Feyre, a young girl and huntress, is abducted and brought across a centuries-old border to live eternally in the fairy kingdom of Prythian after she murders a faerie in A Court of Thorns and Roses. Feyre is thrust into a world of political intrigue, magic, and hardship, and as she falls in love with her masked captor, she learns the secrets of this strange realm.
This is a Beauty and the Beast retelling, however it isn’t as reliant on the story as many retellings are. Despite the apparent references to Beauty and the Beast, Maas has created a unique world and plot. This added so much more depth to it for me than other retellings. Despite the fact that it is usually considered a YA novel, I find it difficult to call it one. There is strong language and topics in this book.
Feyre was a captivating lead character, and unlike some young adult protagonists, she didn’t irritate me. She certainly loves and cares for her family, but it isn’t blind love. Her family has shortcomings, and she is well aware of them, yet she still loves them.
Tamlin, the love interest, was gruff and moody, which worked nicely with the ‘beast’ portion of the Beauty and the Beast version. I liked the interaction between him and Feyre, especially because Lucien was around to add to the hilarity. I was utterly enamoured with Tamlin, and I’m sure I’m not alone in this, because I never came across a single spoiler that would have indicated the events of the second book.

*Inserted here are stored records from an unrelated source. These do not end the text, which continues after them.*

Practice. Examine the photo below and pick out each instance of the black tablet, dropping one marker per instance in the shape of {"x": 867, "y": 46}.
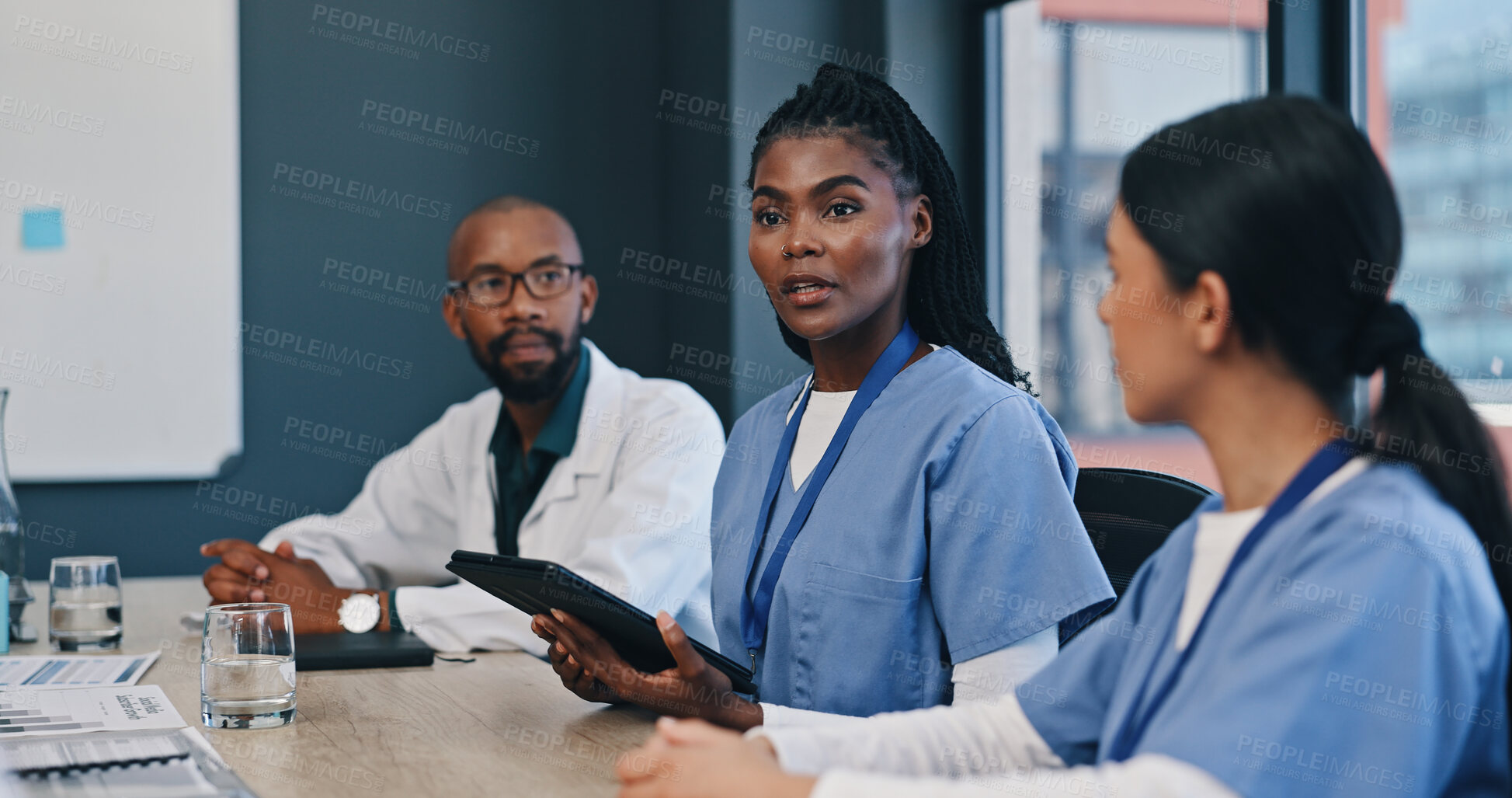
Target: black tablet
{"x": 539, "y": 587}
{"x": 374, "y": 649}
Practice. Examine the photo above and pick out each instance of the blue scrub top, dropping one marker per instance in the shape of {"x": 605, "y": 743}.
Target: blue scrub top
{"x": 1360, "y": 650}
{"x": 945, "y": 531}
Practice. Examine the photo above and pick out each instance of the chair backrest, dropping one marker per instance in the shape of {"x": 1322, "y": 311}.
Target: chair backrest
{"x": 1128, "y": 515}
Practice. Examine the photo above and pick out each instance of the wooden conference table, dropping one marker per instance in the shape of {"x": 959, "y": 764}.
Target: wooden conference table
{"x": 498, "y": 726}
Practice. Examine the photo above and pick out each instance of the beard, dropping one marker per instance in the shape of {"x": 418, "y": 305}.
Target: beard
{"x": 528, "y": 384}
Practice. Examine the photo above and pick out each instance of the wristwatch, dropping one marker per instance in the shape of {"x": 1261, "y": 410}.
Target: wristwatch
{"x": 359, "y": 612}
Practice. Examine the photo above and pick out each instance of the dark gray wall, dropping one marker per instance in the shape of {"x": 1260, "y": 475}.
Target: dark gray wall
{"x": 637, "y": 121}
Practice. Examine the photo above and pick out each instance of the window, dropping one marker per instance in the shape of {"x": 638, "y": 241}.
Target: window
{"x": 1440, "y": 99}
{"x": 1080, "y": 84}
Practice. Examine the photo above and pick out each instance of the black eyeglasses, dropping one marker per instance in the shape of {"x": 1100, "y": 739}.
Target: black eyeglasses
{"x": 496, "y": 288}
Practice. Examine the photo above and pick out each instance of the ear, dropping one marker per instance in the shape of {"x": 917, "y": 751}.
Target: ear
{"x": 453, "y": 312}
{"x": 590, "y": 298}
{"x": 923, "y": 221}
{"x": 1210, "y": 312}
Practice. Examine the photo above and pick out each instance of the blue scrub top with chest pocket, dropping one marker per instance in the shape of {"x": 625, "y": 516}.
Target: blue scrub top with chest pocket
{"x": 945, "y": 531}
{"x": 1361, "y": 649}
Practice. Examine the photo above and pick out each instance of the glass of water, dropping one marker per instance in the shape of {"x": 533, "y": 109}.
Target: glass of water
{"x": 247, "y": 667}
{"x": 85, "y": 605}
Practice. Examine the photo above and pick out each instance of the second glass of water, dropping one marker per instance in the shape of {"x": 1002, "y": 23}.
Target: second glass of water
{"x": 85, "y": 605}
{"x": 247, "y": 667}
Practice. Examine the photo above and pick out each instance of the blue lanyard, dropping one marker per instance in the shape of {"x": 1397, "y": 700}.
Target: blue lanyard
{"x": 1328, "y": 459}
{"x": 755, "y": 611}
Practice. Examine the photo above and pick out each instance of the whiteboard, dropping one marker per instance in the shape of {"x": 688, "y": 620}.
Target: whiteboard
{"x": 120, "y": 238}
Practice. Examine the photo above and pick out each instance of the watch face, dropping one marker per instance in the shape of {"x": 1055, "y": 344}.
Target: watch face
{"x": 359, "y": 612}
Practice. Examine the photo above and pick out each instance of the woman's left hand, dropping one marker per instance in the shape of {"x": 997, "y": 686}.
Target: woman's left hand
{"x": 693, "y": 759}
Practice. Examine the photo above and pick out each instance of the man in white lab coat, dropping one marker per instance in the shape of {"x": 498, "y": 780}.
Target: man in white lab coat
{"x": 569, "y": 458}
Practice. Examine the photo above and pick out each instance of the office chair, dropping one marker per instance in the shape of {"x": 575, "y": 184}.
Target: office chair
{"x": 1128, "y": 514}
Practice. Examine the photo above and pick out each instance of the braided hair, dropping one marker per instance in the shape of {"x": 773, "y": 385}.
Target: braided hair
{"x": 945, "y": 297}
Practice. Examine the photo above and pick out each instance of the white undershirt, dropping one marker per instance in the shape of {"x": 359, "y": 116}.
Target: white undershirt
{"x": 1219, "y": 535}
{"x": 820, "y": 420}
{"x": 977, "y": 680}
{"x": 1007, "y": 753}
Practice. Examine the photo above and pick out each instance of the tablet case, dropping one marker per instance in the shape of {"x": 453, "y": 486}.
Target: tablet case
{"x": 343, "y": 651}
{"x": 537, "y": 587}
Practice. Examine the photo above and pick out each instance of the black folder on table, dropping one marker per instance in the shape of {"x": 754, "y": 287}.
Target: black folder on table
{"x": 368, "y": 650}
{"x": 539, "y": 587}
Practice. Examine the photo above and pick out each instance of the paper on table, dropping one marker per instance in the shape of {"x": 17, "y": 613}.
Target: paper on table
{"x": 73, "y": 671}
{"x": 91, "y": 709}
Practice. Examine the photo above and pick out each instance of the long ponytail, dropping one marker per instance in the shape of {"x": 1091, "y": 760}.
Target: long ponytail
{"x": 1285, "y": 199}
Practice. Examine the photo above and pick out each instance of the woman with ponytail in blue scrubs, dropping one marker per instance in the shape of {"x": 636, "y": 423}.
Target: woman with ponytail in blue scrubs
{"x": 895, "y": 529}
{"x": 1333, "y": 624}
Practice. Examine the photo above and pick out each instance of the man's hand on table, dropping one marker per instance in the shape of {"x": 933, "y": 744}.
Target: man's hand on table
{"x": 247, "y": 573}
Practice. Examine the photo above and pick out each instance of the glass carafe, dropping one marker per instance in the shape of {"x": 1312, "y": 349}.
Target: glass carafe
{"x": 12, "y": 556}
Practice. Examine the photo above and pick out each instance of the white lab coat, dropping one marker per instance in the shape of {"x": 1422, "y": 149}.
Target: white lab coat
{"x": 627, "y": 509}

Rysand is an intriguing character; I’m sure there’s more to him, and I’m interested to watch how his character evolves during the series, although his actions were occasionally problematic.
Amarantha was a fantastic villain. Maas did an outstanding job of instilling fear in her character. There are a few small characteristics about her that make her frightening and sinister. I was sincerely concerned for the protagonists, which is a sign of a strong antagonist.
I’m really looking forward to reading the sequel to this book. The novel’s final portion is filled with suspense and surprises. I was totally sucked in. The sluggish start paid off, and I became passionately invested in the characters’ fates. When it comes to series, I don’t always stay interested past the first instalment. I find that things are usually sufficiently wrapped up in the first book, or that the knot is left unnecessarily untied at the end of the first novel merely to have a sequel.
However, the way Sarah J. Maas set up the sequel in ACOTAR has piqued my interest. I’m excited to see where she takes the story next.